Надя закрыла глаза вновь. Надо было взять хоть сканворд какой или лучше судоку, чтобы мучительно не корить себя за подсматривание на последние страницы и за исчёрканные пересекающиеся столбы: с цифрами всегда получалось проще, чем с буквами. Цифры в судоку подчинялись понятной логике, а вот за дикой мыслью составителей кроссвордов Надя не поспевала. Чтобы приглушить навязчивые мысли, Надя включила музыку. Она толком не знала зачастую, кого слушала и почему; не знала тексты песен, потому что единственное, зачем ей вовсе музыка нужна, – это чтобы не оставаться совсем уж наедине с собой и прикрыться хоть какой-то тщедушной фанеркой от всего того, что мучительно колотилось в голове, стоило остаться в одиночестве, и противостоять нездорово затягивающей рефлексии, оттормаживать которую Надя так и не научилась. Раньше рядом дышал и говорил Саша; его всегда было много, он занимал всё пространство, и становилось гораздо теплее, а может, ей чудилось из-за до клаустрофобического скромного метража студии.
Надя пыталась заставить себя думать о доме, о чём-то хорошем, о светлых воспоминаниях, с таким трудом откопанных в памяти, вот только не получалось. Пусть родной дом сохранился в памяти не просто абстрактным деревянным строением, а живым, дышащим, наполненным теплом и запахами, от каких начинало колоть сердце, но – всегда находилось это пакостное но.

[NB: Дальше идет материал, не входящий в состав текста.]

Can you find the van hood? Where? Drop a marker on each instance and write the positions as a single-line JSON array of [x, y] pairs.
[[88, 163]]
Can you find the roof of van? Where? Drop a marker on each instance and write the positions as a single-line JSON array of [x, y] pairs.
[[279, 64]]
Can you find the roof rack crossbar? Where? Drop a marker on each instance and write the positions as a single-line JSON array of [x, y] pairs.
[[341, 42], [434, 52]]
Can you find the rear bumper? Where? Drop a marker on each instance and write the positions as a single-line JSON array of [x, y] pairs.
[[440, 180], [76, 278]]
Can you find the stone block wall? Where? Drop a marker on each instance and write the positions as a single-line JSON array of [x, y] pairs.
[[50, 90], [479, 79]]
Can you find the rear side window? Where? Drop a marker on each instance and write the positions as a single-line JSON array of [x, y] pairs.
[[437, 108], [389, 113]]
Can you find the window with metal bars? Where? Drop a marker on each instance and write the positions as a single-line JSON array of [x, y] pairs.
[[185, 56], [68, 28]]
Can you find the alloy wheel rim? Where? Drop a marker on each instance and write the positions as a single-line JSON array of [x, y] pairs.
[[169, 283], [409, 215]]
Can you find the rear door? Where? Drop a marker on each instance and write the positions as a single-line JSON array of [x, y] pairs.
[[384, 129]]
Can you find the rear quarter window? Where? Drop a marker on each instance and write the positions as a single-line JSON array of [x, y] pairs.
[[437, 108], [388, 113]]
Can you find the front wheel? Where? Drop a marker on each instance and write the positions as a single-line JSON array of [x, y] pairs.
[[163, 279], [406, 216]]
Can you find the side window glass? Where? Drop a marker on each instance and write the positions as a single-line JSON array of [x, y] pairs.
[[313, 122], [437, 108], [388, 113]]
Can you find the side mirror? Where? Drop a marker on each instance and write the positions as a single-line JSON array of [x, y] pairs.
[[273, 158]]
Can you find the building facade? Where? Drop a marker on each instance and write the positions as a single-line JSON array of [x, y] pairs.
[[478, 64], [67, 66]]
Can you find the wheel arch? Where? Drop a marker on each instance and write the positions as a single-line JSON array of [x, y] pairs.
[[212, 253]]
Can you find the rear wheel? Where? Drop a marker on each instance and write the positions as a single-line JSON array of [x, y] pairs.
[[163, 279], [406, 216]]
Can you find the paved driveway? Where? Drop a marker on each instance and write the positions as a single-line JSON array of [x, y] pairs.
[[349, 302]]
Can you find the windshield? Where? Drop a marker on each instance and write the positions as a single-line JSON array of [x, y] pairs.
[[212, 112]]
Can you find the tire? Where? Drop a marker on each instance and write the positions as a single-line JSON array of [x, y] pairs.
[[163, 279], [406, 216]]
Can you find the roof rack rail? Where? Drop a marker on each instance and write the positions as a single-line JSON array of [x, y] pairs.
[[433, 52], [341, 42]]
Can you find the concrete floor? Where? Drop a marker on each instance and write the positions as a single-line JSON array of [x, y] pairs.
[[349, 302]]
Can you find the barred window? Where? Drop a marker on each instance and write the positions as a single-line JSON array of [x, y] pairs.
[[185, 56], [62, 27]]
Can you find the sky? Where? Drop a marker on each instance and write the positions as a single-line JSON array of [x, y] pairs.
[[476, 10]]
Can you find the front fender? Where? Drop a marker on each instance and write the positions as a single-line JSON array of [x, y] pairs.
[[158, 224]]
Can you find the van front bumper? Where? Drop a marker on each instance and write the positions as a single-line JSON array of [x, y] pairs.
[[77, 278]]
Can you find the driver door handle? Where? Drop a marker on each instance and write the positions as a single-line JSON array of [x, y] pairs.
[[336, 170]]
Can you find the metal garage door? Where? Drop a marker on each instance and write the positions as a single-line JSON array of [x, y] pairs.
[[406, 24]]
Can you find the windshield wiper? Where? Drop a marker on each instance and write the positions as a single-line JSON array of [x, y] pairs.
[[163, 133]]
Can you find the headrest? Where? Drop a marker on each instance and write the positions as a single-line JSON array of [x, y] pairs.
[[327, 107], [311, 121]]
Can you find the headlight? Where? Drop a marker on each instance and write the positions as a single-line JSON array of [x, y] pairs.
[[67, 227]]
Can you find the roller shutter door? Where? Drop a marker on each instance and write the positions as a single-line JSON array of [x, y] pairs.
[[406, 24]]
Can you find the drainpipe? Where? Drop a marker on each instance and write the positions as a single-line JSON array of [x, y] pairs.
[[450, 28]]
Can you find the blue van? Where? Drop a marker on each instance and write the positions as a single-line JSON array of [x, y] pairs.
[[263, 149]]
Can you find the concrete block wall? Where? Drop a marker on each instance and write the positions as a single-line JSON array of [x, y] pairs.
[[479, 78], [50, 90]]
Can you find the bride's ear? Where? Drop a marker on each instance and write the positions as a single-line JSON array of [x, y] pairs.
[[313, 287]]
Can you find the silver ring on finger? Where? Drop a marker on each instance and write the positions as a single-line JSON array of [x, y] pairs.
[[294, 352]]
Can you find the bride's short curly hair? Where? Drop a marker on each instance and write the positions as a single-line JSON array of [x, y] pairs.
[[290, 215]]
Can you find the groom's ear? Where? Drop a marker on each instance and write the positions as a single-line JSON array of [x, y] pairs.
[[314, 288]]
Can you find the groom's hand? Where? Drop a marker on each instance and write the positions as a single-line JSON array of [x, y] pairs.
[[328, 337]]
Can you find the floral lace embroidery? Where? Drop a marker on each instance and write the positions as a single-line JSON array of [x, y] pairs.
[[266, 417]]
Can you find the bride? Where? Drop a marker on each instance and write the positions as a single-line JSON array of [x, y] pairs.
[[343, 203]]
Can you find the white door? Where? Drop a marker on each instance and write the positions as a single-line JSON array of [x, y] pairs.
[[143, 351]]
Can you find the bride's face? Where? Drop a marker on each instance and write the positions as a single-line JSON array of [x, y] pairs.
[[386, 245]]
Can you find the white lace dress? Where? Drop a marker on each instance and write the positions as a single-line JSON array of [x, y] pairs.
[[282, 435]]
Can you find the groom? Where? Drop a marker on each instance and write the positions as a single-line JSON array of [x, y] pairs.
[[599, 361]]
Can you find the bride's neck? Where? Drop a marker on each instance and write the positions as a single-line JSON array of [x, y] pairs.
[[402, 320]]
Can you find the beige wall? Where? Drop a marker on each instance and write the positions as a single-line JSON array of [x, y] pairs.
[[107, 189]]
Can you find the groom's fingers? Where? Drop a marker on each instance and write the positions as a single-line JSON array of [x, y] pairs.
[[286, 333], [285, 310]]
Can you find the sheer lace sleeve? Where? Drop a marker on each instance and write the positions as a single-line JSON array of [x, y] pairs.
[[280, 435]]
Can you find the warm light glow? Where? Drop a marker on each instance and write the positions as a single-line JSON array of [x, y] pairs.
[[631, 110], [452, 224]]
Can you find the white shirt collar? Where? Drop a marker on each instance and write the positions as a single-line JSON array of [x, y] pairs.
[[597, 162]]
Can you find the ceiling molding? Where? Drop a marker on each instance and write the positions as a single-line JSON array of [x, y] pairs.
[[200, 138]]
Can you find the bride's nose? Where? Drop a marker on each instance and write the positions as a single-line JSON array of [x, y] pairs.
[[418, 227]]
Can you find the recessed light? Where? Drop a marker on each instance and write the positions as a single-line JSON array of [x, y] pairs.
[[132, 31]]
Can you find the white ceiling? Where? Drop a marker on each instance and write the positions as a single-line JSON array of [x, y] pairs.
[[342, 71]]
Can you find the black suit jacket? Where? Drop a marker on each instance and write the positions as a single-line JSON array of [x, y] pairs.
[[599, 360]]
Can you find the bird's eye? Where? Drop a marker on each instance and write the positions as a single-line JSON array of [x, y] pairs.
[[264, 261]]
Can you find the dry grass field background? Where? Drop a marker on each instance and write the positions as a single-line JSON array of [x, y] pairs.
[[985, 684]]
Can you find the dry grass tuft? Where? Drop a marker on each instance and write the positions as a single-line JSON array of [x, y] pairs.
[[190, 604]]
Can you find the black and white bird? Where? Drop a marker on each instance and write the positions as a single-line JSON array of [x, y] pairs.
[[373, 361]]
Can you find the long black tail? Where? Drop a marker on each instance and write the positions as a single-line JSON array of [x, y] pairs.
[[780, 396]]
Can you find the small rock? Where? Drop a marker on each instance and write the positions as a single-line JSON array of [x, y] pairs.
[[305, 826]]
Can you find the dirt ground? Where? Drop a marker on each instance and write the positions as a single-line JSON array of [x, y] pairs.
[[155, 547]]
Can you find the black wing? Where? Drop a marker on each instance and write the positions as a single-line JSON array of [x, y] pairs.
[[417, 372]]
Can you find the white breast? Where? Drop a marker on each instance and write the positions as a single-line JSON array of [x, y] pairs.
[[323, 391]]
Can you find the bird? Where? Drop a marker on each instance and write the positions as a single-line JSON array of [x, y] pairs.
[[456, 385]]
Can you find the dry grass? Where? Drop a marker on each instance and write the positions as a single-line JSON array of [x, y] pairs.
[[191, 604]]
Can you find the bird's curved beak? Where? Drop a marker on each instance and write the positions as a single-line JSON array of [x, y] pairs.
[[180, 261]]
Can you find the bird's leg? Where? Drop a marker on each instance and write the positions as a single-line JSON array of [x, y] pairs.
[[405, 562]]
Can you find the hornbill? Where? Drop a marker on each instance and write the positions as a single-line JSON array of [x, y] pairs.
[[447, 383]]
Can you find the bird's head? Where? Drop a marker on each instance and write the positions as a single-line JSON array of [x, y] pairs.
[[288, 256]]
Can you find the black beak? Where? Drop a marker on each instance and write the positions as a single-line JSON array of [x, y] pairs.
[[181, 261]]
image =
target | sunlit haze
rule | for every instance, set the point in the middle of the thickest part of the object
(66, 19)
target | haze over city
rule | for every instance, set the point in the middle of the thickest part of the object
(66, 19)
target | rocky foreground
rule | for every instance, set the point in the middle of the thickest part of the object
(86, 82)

Никто там не ждал её: ни мать, ни отец, ни бабушка, ни дедушка.
Дедушка давно почил, ещё когда Наде не исполнилось пяти лет, пусть порой, копаясь в пыльных архивах воспоминаний, она хотела схватиться за шахматы, чтобы, как в те бесконечно далёкие времена, услышать наставления дедушки о том, как правильно держать защиту и как не сломать ненароком фигурный фронт. Он сгорел от рака поджелудочной железы, перестав бороться, и мама много и долго плакала: она стала вся серая, как выцветшая, а потом, спустя годы, призналась, что наложила бы на себя руки, если бы не Надя. Пожалуй, это не совсем те откровения, которые нужны вчерашней школьнице. Бабушка продержалась немного дольше, пережив дедушку на шесть лет, пока ей не стало плохо сердцем: она умерла за какие-то ничтожные пятнадцать минут, потом сказали – не мучилась, быстрая и лёгкая смерть, внезапная коронарная, такое случается с ишемическими больными. Хороший исход, вот только Надя всё равно рыдала по ночам.
Отец однажды не вернулся из леса.
Мама спилась.
Надя трусливо уехала.
Так себе надежда из неё вышла.
Спустя сутки на Перми II, всё такой же серобетонной и синестеклянной, Надя пересела на электричку: едва успела, замешкалась сначала с багажом, потом – встряла в очередь на кассе за билетом, являвшим собой чек, тут же смявшийся в нервозно трясущихся влажных ладонях, затем – с покупкой бутылки воды и чебурека, который то и дело норовил выскользнуть из целлофанового пакетика, чуть не получила по косе от автоматических дверей, но, как ни странно, выхватила себе место у окна.